My Advice to Fox & MySpace on Selling Content – Yes You Can - terpua
http://blogmaverick.com/2009/08/08/my-advice-to-fox-myspace-on-selling-content-yes-you-can/
======
knightinblue
The maverick is starting to sound like a disconnected old coot.

Cutting off access to aggregators - Mark feels that this somehow makes the
content more valuable and convince readers to come directly to the site.
Bullshit. If a site blocks access to a particular news story for an
aggregator, the aggregator will simply link to another site that has another
article on that same news story (Breaking news? more like leaking news. It
takes a grand total of about 2 min for someone else to write up the same
story).

The whole point of staying on top of aggregators is that when readers follow a
link from an aggregator, they will stick around and go deeper into the site -
_thats_ where money can be made. Instead, if they let the aggregators link to
other sites, they just took another giant leap towards extinction.

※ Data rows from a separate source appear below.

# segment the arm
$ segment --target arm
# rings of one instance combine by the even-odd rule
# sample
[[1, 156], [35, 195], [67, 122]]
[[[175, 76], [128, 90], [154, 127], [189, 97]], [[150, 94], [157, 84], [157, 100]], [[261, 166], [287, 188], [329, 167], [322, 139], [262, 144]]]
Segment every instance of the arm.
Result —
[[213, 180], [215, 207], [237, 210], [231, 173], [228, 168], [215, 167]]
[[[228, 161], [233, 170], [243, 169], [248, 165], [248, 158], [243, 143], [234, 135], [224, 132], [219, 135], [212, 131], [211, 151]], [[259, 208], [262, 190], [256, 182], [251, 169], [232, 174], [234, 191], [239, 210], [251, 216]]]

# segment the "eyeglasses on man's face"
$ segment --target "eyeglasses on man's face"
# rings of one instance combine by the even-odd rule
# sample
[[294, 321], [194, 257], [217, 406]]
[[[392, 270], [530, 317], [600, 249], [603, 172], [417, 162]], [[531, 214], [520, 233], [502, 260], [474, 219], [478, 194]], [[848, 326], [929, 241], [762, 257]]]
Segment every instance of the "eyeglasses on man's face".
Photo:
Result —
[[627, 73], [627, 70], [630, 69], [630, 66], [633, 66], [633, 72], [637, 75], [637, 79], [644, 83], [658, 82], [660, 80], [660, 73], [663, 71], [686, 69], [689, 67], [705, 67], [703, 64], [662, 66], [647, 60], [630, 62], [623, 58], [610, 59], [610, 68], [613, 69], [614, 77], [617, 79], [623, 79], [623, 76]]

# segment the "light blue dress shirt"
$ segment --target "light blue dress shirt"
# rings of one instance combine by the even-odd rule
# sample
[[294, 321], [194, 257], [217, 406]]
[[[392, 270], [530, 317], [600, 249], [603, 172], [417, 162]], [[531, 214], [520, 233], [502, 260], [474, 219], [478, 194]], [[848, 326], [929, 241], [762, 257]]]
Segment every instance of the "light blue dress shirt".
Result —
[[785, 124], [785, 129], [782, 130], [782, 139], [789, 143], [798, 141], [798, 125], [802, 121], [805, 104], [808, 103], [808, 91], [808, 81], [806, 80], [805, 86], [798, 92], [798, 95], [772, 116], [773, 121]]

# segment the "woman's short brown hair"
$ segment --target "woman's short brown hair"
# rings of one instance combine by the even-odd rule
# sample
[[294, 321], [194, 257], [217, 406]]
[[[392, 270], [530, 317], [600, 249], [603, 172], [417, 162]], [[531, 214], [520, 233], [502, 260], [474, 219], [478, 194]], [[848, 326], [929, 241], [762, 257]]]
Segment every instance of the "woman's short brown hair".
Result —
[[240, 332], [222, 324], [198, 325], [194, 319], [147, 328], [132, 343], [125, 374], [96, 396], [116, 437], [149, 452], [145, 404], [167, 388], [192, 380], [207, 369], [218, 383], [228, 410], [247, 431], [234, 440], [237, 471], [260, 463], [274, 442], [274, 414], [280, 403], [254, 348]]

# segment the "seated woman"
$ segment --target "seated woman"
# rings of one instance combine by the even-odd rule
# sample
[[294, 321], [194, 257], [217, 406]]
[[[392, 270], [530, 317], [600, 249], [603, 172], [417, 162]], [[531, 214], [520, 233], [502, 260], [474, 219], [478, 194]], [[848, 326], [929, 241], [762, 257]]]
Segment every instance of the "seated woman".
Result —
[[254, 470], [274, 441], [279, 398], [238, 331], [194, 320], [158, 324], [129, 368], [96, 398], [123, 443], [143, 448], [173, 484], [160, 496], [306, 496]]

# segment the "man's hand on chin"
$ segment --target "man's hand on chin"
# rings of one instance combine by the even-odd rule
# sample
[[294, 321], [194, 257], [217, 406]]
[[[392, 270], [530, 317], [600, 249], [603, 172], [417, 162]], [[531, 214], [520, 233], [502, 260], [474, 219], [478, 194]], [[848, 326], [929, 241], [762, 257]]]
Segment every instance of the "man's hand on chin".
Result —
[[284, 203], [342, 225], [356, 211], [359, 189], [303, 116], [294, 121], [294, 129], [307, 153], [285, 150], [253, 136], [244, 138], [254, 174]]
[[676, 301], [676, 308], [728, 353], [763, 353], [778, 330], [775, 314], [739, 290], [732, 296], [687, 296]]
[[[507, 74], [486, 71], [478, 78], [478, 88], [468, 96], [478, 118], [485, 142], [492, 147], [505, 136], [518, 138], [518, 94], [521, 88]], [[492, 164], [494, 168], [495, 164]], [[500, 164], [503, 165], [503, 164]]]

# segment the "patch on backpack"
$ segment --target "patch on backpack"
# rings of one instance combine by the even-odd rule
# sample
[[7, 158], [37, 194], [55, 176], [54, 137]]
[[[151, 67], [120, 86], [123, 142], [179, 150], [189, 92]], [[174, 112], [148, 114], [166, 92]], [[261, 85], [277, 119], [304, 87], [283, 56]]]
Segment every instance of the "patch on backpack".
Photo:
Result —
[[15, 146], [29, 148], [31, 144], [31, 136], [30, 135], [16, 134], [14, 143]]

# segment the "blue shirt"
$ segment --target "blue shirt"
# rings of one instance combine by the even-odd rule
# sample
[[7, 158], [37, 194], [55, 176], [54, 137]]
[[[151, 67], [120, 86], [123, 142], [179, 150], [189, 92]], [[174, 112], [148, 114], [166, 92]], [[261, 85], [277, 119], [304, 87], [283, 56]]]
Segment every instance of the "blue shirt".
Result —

John Gruber said it best - the way for newspapers to make money is to cut the
bloat. _As opposed to the current model where the editorial staff makes up
only a fraction of the total head count at major newspaper and magazine
companies, they should become lean and mean organizations with little or no
management bureaucracy. Operations where nearly every employee is working on
producing actual content._ Gruber cites the example of Talking Points Memo
(which is profitable and hiring) and I wholeheartedly agree.

Welcome the aggregators to link to you. Keep your organisation wire tight.
Those are the first 2 steps newspapers should be taking.

P.S. Reuters has the right idea -
[http://blogs.reuters.com/mediafile/2009/08/04/why-i-
believe-...](http://blogs.reuters.com/mediafile/2009/08/04/why-i-believe-in-
the-link-economy/)

------
ubernostrum
My advice: sell your content, but not to the people who'll read it.

That's what newspapers have been doing for years -- the price you pay at the
newsstand is nowhere _close_ to covering what it costs to produce the actual
bundle of printed paper you get. The problem, of course, is that too many
companies still think they have to produce and distribute a printed bundle of
paper, and so are getting their clocks cleaned by people who don't have all
that overhead.

------
jokull
I have a feeling journalism will improve dramatically when people start paying
for it.